Histoire de sourire un peu, de se cultiver et d’être horrifié parfois, je redonne ici en lecture les six articles écrits d’après le livre d’Alain Nadaud, L’iconoclaste. Ce livre est un puits de science pour qui veut se pencher sur l’histoire de Constantinople et de ses empereurs facétieux, en pleine tourmente de la querelle des images, entre iconoclastes et iconodoules. Un régal à lire sans modération.
- Empereurs infortunés de Byzance (1) : La couronne maudite du Khazar
- Empereurs infortunés de Byzance (2) : La Basilissa et l’Aveugle
- Empereurs infortunés de Byzance (3) : Quelques infortunés empereurs jusqu’aux peurs insensées de l’Arménien
- Empereurs infortunés de Byzance (4) : Le Copronyme
- Empereurs infortunés de Byzance (5) : Léon III l’Isaurien, à l’origine de la querelle des images
- Empereurs infortunés de Byzance (6) : Les graptoi et les mandibules de Méthode
Voilà, une nouvelle aventure est en route. Je compte les jours avant le départ, avec beaucoup d’attentes, beaucoup d’envies, trop peut-être. J’ai commencé mon carnet de voyage alors que je ne suis même pas encore sur le départ.

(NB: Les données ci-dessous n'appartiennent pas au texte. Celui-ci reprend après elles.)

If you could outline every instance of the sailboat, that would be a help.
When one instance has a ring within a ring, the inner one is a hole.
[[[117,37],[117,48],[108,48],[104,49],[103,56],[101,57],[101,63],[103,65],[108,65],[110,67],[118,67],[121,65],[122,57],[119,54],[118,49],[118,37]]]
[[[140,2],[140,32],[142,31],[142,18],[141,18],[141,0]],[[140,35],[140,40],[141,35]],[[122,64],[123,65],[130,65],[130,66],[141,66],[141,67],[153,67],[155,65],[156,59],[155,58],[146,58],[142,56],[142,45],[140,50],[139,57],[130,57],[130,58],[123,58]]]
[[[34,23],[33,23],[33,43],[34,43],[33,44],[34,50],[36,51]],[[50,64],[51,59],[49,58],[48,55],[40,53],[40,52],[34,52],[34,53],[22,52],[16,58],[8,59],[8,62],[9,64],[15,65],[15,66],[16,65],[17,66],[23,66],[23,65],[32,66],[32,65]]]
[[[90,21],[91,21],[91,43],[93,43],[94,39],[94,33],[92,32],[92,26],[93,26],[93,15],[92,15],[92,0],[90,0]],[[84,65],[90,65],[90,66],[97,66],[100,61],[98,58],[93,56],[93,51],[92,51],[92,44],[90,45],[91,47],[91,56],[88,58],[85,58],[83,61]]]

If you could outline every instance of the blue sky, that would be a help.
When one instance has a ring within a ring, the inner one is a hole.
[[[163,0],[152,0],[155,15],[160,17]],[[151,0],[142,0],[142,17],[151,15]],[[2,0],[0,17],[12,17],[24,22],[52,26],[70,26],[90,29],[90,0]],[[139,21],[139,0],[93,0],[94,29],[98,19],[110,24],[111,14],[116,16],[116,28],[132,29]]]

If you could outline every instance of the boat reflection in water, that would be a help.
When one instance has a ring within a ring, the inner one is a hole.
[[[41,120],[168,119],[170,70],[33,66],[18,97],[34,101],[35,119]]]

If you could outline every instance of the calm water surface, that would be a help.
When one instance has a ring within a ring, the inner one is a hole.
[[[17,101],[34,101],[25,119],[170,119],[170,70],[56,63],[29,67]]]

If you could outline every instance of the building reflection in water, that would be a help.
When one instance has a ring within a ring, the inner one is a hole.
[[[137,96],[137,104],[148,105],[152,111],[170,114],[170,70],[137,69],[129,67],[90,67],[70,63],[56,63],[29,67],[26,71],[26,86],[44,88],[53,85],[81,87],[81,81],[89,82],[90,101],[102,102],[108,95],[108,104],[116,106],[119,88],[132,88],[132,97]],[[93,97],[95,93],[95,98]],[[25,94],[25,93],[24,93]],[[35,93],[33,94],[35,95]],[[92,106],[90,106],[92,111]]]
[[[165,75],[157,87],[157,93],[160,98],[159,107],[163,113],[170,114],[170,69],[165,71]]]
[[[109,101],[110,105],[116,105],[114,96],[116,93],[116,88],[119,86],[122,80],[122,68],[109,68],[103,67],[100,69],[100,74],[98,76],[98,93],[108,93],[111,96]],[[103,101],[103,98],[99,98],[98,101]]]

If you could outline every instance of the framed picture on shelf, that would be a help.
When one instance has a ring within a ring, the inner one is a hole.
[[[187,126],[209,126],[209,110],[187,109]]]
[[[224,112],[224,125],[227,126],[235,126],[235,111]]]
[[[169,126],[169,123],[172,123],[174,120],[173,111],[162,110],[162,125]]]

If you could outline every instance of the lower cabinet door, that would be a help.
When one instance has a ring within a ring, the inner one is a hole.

Déjà je me prends à rêver de manger des böreks sur le bord du Bosphore, de boire un thé à la terrasse du café Basin, non loin de Beyazit, de sentir l’odeur du poisson frit à Eminönü, de sucer le sucre liquide des baklavas à côté de la Rustem Paşa Camii, fouiller dans les bacs à livres pour trouver de vieux corans au marché aux livres, de flâner parmi les étals du marché de Kadıköy, d’écouter sans rien faire d’autre le muezzin de la Yeni Camii, de regarder les gens marcher dans la rue et les vieux jouer avec leur tesbih, et tout simplement de laisser le soleil turc caresser ma peau en prenant le temps de ne rien faire.